Del otro lado, la Fiscalía mantuvo una postura firme. Durante la audiencia, un fiscal federal acusó a Maduro y a Flores de haber “saqueado la riqueza de Venezuela”, al tiempo que insistió en que no se debe permitir el uso de fondos estatales para cubrir los costos de la defensa. Este punto generó uno de los momentos más tensos de la jornada, al evidenciar el choque entre las implicaciones legales del caso y el contexto político internacional.
El juez Hellerstein, quien supervisa el proceso, mostró reservas frente a algunos de los planteamientos de la Fiscalía, especialmente en lo relacionado con el uso de sanciones como herramienta que podría influir en el desarrollo del caso. Durante la audiencia, también cuestionó en repetidas ocasiones la disponibilidad de otras fuentes de financiamiento para cubrir la defensa de Maduro y Flores.

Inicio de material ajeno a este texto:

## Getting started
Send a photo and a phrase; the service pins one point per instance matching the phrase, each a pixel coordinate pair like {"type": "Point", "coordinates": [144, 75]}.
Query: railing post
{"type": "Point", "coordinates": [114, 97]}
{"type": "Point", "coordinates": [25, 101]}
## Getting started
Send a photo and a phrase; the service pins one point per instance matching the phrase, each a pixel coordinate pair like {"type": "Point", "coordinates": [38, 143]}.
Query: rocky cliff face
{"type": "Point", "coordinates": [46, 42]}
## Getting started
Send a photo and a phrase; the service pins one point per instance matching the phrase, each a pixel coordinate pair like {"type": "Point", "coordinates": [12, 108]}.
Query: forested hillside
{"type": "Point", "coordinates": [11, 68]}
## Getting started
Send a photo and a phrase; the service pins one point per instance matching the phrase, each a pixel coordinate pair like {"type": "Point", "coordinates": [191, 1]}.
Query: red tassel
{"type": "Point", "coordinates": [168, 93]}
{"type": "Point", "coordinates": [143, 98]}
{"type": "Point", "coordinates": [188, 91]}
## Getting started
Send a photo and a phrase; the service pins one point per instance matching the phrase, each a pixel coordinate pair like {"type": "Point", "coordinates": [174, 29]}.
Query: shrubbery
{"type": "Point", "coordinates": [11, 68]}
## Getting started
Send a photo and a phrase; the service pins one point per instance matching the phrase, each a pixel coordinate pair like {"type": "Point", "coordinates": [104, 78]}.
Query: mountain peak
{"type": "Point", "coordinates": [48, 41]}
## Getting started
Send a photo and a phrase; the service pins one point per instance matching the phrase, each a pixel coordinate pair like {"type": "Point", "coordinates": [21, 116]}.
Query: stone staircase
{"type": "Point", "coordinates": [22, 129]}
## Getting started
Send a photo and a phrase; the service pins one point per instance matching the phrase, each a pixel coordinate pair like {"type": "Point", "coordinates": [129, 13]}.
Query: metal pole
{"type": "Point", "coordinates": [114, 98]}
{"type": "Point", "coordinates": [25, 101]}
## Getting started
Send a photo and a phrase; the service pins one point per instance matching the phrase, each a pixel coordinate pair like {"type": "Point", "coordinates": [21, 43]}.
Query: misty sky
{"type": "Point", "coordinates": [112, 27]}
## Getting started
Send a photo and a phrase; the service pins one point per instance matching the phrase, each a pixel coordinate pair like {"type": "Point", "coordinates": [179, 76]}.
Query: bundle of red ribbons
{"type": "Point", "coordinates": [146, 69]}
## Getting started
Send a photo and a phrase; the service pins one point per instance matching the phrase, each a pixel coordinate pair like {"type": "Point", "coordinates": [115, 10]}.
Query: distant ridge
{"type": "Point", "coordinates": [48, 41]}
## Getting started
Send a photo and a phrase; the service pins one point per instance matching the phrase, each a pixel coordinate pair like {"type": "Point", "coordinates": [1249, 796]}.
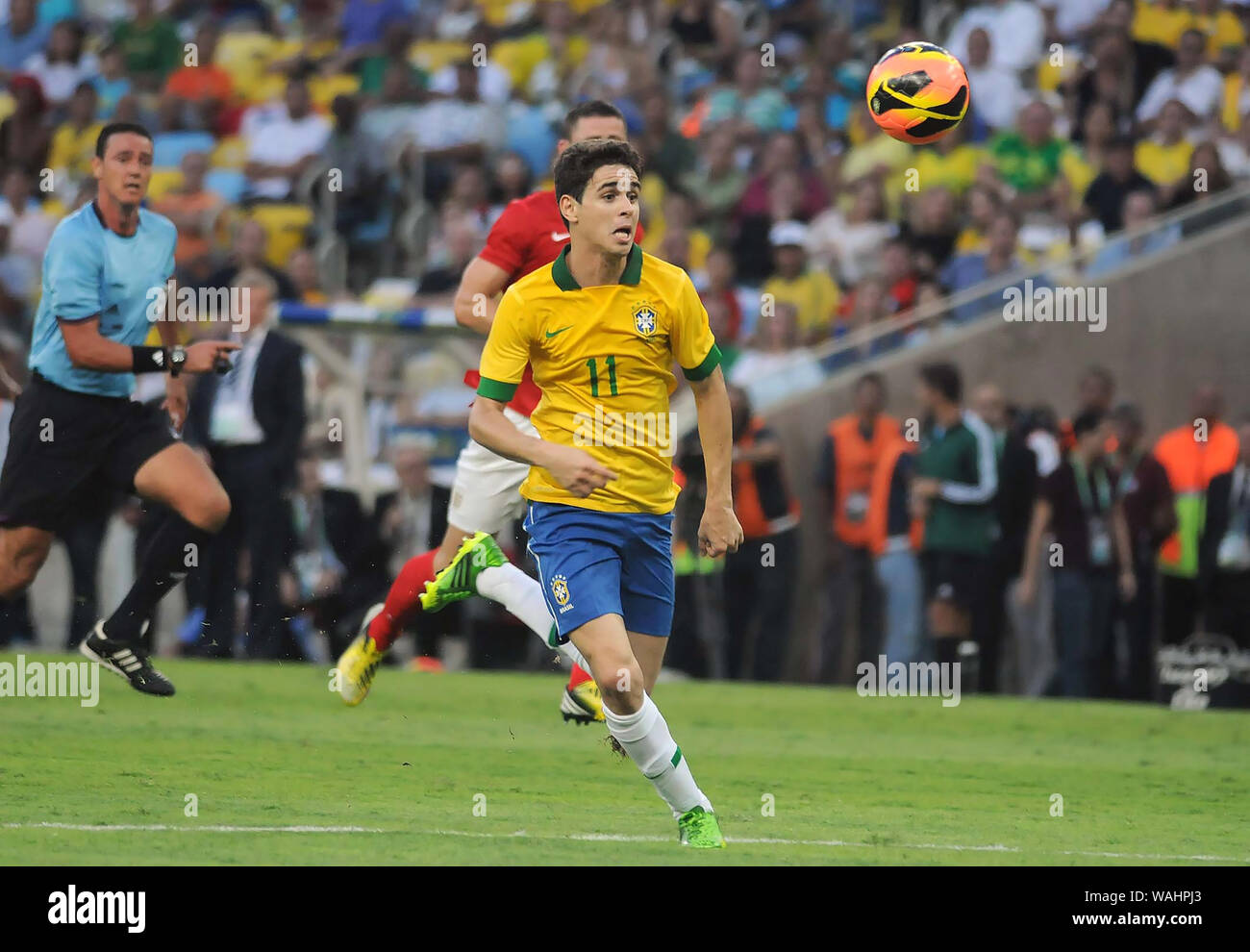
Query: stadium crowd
{"type": "Point", "coordinates": [323, 151]}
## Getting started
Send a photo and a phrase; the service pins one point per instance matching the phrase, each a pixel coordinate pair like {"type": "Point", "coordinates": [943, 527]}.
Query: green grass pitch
{"type": "Point", "coordinates": [479, 768]}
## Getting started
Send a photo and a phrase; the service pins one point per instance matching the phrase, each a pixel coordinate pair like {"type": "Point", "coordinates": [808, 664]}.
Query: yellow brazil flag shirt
{"type": "Point", "coordinates": [603, 358]}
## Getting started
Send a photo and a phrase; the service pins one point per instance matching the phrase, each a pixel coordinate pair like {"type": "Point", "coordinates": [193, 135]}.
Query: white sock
{"type": "Point", "coordinates": [523, 596]}
{"type": "Point", "coordinates": [646, 739]}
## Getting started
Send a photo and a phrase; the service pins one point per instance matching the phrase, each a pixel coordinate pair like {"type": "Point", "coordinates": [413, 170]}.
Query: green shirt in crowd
{"type": "Point", "coordinates": [962, 517]}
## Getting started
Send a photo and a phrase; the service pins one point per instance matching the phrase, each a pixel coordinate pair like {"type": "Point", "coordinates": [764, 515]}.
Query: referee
{"type": "Point", "coordinates": [75, 431]}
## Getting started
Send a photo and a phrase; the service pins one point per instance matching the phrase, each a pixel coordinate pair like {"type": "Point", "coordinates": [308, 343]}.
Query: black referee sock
{"type": "Point", "coordinates": [163, 564]}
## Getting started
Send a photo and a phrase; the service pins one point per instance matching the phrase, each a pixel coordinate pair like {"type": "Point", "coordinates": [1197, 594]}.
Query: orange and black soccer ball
{"type": "Point", "coordinates": [917, 92]}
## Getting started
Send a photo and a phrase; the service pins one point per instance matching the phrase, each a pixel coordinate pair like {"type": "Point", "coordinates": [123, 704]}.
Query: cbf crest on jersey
{"type": "Point", "coordinates": [644, 318]}
{"type": "Point", "coordinates": [561, 589]}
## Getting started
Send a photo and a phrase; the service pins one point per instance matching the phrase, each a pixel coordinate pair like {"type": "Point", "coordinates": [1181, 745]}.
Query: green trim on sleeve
{"type": "Point", "coordinates": [704, 370]}
{"type": "Point", "coordinates": [496, 390]}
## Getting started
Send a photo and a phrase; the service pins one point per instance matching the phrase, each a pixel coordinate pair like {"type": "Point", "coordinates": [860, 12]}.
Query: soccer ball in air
{"type": "Point", "coordinates": [917, 92]}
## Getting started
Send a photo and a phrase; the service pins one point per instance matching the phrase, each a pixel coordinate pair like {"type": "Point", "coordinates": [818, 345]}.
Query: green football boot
{"type": "Point", "coordinates": [699, 829]}
{"type": "Point", "coordinates": [459, 580]}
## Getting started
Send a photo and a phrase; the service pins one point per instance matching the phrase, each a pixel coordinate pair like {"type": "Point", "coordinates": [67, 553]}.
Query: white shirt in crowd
{"type": "Point", "coordinates": [996, 95]}
{"type": "Point", "coordinates": [1071, 16]}
{"type": "Point", "coordinates": [29, 233]}
{"type": "Point", "coordinates": [494, 83]}
{"type": "Point", "coordinates": [275, 138]}
{"type": "Point", "coordinates": [1201, 92]}
{"type": "Point", "coordinates": [1016, 33]}
{"type": "Point", "coordinates": [1045, 447]}
{"type": "Point", "coordinates": [61, 79]}
{"type": "Point", "coordinates": [848, 251]}
{"type": "Point", "coordinates": [233, 421]}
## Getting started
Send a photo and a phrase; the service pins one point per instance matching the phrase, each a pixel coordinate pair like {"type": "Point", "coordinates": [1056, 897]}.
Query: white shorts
{"type": "Point", "coordinates": [486, 493]}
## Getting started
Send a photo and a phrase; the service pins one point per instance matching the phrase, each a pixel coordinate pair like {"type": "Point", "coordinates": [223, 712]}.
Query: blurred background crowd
{"type": "Point", "coordinates": [359, 151]}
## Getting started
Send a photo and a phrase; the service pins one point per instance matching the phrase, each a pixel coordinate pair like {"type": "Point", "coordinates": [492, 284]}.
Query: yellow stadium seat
{"type": "Point", "coordinates": [324, 88]}
{"type": "Point", "coordinates": [245, 57]}
{"type": "Point", "coordinates": [266, 88]}
{"type": "Point", "coordinates": [162, 182]}
{"type": "Point", "coordinates": [229, 153]}
{"type": "Point", "coordinates": [286, 225]}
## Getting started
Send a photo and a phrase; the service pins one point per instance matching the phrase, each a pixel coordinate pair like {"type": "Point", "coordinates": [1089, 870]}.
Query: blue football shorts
{"type": "Point", "coordinates": [598, 564]}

En cuanto al comportamiento de los acusados, ambos permanecieron sentados en la mesa de la defensa, utilizando auriculares para seguir la traducción de la audiencia y tomando notas de manera ocasional. La escena reflejó el carácter técnico de la diligencia, centrada más en discusiones jurídicas que en declaraciones directas de los implicados.

La audiencia concluyó con el compromiso del juez de emitir una decisión próximamente sobre si autoriza o no el pago de los honorarios legales mediante fondos provenientes del Gobierno venezolano. No obstante, dejó claro que esta discusión no será suficiente para desestimar el caso en su totalidad.
Fuera del tribunal, el ambiente también estuvo cargado de tensión. Desde tempranas horas de la mañana, decenas de personas hicieron fila para ingresar a la sala, mientras que en las afueras se registraron manifestaciones tanto a favor como en contra del exmandatario. Algunos venezolanos expresaron su expectativa de que el proceso avance hacia una sanción, mientras otros exigían su liberación.
En paralelo, desde Caracas, sectores afines al oficialismo manifestaron su respaldo a Maduro y Flores, en medio de un escenario político que sigue evolucionando tras los recientes cambios en el poder en Venezuela.